Question :
8.4 Trade Between Countries
1) If a nation a net importer : 1377414
8.4 Trade Between Countries
1) If a nation is a net importer it means that the:
A) nation only imports goods and services and does not export any good.
B) nation only imports those goods in which it has an absolute disadvantage.
C) nation’s imports are worth more than exports over a given period of time.
D) nation prohibits the import of goods and services that can be produced domestically.
The following table shows the value of exports and imports of four countries in 1990.
Country
Exports (billion dollars)
Imports (billion dollars)
A
23,000
21,000
B
15,000
17,000
C
26,000
30,000
D
12,000
11,000
2) Refer to the table above. Which of the following statements is true?
A) Country A is a net importer.
B) Country B is not a net importer.
C) Country C is a net importer.
D) Country D is a net importer.
3) Refer to the table above. Which of the following statements is true?
A) Country A and country C are net importers.
B) Country A and country D are net importers.
C) Country D and country C are net importers.
D) Country C is a net importer while country A is not.
4) Refer to the table above.
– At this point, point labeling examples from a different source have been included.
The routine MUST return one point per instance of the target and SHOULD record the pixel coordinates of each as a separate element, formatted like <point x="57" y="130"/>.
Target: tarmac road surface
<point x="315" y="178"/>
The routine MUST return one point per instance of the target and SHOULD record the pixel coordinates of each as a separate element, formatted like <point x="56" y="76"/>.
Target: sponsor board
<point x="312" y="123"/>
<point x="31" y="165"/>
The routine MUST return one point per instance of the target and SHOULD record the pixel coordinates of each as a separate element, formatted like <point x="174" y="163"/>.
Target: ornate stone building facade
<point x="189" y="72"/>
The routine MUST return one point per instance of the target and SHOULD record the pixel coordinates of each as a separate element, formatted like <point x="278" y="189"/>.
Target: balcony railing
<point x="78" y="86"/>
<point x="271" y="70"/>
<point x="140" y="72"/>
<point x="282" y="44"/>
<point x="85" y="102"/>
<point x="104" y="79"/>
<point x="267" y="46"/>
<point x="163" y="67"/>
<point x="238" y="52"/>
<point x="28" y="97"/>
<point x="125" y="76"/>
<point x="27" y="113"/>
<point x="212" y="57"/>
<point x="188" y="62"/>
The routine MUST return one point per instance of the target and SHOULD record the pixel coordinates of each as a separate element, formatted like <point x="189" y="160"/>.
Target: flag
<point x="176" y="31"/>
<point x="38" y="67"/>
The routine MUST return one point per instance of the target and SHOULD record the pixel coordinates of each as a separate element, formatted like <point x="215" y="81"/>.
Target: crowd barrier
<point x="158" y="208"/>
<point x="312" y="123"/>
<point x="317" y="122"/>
Which of the following statements is true?
A) Country D is not a net importer.
B) Country A and country B are net importers.
C) Country C and country D are not net importers.
D) None of the four countries is a net importer.
5) Which of the following statements is true of the U.S.?
A) Trade between states in the U.S. values more than its international trade.
B) The U.S. has always been a net exporter of goods and services.
C) The U.S. exports more crude oil than it imports.
D) The level of imports of the U.S. has dramatically decreased since 1960.
6) Which of the following statements is true?
A) The growth rate of manufactured exports from the U.S. exceeded the growth rate of manufactured goods from China in the early 2000s.
B) The U.S. economy has failed to meet the demand for manufactured goods domestically.
C) U.S. exports are worth more than its imports.
D) The import of crude oil by the U.S. has been declining since 1960.
7) If a country is a price-taker for a good in the world market, ________.
A) its consumption and production decisions of the good plays a key role in determining world prices
B) its consumption and production decisions of the good does not affect the world prices
C) its demand for the good remains the same irrespective of changes in the world prices
D) it is the only exporter of the good in the world market
8) Fair trade products consist of goods:
A) that are usually imported from the developing nations.
B) the production of which involves child labor.
C) that are available in all countries across the globe.
D) that are exported only by the developed nations.
9) Free trade refers to the ability:
A) of the developing countries to make payments for imports of goods at the end of every year.
B) to trade without hindrance or encouragement from the government.
C) of the developed countries to set the world prices of most goods and services.
D) of the developed countries to provide financial aid to the developing nations.
10) A world price of a good:
A) is the lowest price for which the good is available in any country in the world.
B) is the price prevailing in the country with the highest production of the good.
C) is equal to lowest opportunity cost of producing the good in any country in the world.
D) is the prevailing price of the good on the global market.